Search code examples
excelpowerbipowerquerym

How can I setup Pagination in Excel Power Query?


I am importing financial data using JSON from the web into excel, but as the source uses pagination (giving 50 results per page I need to implement pagination in order to import all the results.

The data source is JSON:

    https://localbitcoins.com//sell-bitcoins-online/VES/.json?page=1 
    or https://localbitcoins.com//sell-bitcoins-online/VES/.json?page=2

?page=1, ?page=2, ?page=3

I use the following code to implement pagination, but receive an error:

= (page as number) as table =>
let
    Source = Json.Document(Web.Contents("https://localbitcoins.com//sell-bitcoins-online/VES/.json?page="  & Number.ToText(page) )),
    Data1 = Source{1}[Data],
    RemoveBottom = Table.RemoveLastN(Data1,3)
in
    RemoveBottom

When I envoke a parameter (1 for page 1) to test it I get the following error and I can't seem to find out why?

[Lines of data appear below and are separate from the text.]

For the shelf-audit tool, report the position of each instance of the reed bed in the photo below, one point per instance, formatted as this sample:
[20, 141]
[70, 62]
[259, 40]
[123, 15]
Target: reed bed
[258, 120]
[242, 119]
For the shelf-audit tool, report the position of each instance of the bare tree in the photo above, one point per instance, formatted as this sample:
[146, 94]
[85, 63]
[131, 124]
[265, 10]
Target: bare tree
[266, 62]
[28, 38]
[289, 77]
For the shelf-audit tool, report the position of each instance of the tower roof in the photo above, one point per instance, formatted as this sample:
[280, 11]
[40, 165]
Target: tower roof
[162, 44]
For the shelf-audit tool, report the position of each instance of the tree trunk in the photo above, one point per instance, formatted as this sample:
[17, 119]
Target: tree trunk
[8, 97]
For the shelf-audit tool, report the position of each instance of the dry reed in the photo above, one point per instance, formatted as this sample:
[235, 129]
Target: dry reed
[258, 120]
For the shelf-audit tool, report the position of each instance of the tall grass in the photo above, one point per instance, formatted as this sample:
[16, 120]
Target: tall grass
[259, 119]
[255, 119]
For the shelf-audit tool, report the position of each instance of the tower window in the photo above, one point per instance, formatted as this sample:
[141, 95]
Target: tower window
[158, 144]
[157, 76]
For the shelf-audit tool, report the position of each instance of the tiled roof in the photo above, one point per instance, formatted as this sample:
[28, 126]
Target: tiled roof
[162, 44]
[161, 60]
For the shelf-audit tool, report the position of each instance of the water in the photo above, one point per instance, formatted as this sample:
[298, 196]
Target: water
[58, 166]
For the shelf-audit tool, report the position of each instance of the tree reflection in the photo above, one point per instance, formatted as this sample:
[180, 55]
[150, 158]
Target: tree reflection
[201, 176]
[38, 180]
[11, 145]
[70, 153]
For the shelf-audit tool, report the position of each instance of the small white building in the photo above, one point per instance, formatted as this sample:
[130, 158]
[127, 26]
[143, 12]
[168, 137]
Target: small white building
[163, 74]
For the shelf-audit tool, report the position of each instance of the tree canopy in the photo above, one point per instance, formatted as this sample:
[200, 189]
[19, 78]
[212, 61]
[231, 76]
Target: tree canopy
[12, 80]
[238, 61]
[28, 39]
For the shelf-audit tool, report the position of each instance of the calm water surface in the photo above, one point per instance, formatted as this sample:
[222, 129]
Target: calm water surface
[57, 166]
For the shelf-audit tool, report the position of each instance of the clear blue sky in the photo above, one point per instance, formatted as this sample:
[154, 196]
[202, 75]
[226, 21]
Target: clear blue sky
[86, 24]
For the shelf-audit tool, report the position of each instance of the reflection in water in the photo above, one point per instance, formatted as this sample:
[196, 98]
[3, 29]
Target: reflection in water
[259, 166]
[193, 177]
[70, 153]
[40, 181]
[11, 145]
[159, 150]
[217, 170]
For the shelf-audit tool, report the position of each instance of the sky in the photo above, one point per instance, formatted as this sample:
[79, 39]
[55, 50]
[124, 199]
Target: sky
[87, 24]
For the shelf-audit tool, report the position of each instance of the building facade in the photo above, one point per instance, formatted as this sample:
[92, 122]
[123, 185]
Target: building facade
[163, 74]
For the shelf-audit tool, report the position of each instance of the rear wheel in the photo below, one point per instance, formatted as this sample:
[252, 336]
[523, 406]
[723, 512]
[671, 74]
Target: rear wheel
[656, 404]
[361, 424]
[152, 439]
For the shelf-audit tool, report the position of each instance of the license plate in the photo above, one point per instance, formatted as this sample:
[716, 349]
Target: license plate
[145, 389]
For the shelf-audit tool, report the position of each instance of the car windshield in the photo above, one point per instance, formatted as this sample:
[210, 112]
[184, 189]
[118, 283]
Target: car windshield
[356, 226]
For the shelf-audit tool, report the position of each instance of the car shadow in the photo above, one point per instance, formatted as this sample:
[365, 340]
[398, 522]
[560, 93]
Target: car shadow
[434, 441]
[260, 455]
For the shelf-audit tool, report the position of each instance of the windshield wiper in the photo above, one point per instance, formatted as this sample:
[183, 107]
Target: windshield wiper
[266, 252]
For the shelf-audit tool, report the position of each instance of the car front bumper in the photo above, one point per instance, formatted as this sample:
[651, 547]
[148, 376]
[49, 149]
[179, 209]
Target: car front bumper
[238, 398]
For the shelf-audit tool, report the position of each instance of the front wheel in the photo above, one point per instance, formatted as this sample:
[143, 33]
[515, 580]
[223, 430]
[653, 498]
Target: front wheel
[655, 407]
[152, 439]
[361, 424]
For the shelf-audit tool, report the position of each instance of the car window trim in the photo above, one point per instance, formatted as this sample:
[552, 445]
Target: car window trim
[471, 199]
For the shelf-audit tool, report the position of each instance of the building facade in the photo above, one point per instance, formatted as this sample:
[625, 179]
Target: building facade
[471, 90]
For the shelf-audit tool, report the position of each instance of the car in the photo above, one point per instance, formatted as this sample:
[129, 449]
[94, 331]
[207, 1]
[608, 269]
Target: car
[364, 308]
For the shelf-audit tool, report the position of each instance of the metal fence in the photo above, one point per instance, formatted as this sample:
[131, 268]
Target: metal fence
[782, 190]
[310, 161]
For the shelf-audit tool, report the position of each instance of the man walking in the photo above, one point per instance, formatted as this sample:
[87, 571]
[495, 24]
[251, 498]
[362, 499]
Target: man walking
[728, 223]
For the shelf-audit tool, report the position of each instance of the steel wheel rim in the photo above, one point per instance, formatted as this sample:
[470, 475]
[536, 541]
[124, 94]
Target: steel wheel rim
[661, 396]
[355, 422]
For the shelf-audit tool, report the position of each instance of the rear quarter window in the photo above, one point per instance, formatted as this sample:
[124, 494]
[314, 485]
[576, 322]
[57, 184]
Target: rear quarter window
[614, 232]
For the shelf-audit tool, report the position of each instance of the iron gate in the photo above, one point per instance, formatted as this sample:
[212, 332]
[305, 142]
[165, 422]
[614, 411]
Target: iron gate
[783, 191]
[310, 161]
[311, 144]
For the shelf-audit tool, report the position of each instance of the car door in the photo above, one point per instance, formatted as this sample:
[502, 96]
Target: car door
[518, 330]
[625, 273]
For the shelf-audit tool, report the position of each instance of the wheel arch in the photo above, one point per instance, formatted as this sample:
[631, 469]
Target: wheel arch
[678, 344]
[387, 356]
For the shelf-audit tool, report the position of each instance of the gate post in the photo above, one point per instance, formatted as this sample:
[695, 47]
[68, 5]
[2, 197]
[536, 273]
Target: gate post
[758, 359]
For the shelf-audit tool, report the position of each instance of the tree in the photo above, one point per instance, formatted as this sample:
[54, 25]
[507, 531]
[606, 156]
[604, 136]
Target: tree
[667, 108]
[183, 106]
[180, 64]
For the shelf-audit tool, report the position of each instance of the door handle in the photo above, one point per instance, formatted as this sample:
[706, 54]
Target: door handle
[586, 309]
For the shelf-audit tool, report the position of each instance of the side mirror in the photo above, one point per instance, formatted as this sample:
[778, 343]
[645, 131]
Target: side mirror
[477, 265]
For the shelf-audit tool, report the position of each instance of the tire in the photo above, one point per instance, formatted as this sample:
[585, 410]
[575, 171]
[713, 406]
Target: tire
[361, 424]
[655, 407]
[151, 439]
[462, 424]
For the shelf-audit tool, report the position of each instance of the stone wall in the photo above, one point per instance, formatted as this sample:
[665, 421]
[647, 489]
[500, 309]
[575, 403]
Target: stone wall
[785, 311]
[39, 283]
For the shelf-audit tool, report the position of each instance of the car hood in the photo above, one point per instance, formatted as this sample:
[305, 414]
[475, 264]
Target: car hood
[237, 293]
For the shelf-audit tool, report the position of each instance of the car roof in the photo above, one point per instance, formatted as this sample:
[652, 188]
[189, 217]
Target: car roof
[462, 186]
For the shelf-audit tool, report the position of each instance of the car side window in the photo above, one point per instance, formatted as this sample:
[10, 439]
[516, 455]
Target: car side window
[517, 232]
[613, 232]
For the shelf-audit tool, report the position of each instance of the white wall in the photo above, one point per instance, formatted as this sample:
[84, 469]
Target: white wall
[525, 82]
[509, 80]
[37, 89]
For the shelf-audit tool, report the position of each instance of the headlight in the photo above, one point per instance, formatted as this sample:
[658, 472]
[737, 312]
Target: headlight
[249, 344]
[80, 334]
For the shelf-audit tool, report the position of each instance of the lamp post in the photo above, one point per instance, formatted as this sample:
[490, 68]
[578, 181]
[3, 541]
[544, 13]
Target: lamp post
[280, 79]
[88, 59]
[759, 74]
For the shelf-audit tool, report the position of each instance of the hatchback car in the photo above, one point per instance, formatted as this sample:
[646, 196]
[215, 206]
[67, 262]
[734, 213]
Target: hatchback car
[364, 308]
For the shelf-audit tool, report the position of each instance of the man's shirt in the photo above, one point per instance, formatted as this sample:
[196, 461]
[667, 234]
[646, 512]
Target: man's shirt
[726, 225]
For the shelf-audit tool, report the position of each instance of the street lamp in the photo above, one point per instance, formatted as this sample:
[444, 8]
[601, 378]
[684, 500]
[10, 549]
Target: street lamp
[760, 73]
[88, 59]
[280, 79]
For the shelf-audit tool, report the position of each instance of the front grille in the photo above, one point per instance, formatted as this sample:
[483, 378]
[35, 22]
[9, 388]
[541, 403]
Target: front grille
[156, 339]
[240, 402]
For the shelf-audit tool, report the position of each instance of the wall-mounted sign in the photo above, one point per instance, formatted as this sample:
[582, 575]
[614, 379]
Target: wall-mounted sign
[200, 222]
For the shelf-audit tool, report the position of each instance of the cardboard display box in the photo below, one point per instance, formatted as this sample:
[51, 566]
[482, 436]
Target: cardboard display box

An error occurred in the ‘GetData’ query. Expression.
Error: We cannot convert a value of type Record to type List.
Details:
    Value=Record
    Type=Type

For the record, I try to include page handling using ListGenerate:

= List.Generate( ()=>
[Result= try GetData(1) otherwise null, page = 1],
        each [Result] <> null,
        each [Result = try GetData([page]+1) otherwise null, Page = [Page]+1],
        each [Result])

What is the default way to implement pagination using Power Query in MS Excel?


Solution

  • I realise you asked this nearly a month ago and may have since found an answer, but will respond anyway in case it helps someone else.

    This line Data1 = Source{1}[Data] doesn't make sense to me, since I think Source will be a record and you can't use {1} positional lookup syntax with records.

    The code below returns 7 pages for me. You may want to check if it's getting all the pages you need/expect.

    let
        getPageOfData = (pageNumber as number) =>
            let
                options = [
                    Query = [page = Number.ToText(pageNumber)]
                ],
                url = "https://localbitcoins.com/sell-bitcoins-online/VES/.json",
                response = Web.Contents(url, options),
                deserialised = Json.Document(response)
            in deserialised,
        responses = List.Generate(
            () => [page = 1, response = getPageOfData(page), lastPage = null],
            each [lastPage] = null or [page] <= [lastPage],
            each [
                page = [page] + 1,
                response = getPageOfData(page),
                lastPage = if [lastPage] = null then if Record.HasFields(response[pagination], "next") then null else page else [lastPage]
            ],
            each [response]
        )
    in
        responses
    

    In List.Generate, my selector only picks the [response] field to keep things simple. You could drill deeper into the data either within selector itself (e.g. each [response][data][ad_list]) or create a new step/expression and use List.Transform to do so.

    After a certain amount of drilling down and transforming, you might see some data like:

    Output

    but that depends on what you need the data to look like (and which columns you're interested in).


    By the way, I used getPageOfData in the query above, but this particular API was including the URL for the next page in its responses. So pages 2 and thereafter could have just requested the URL in the response (rather than calling getPageOfData).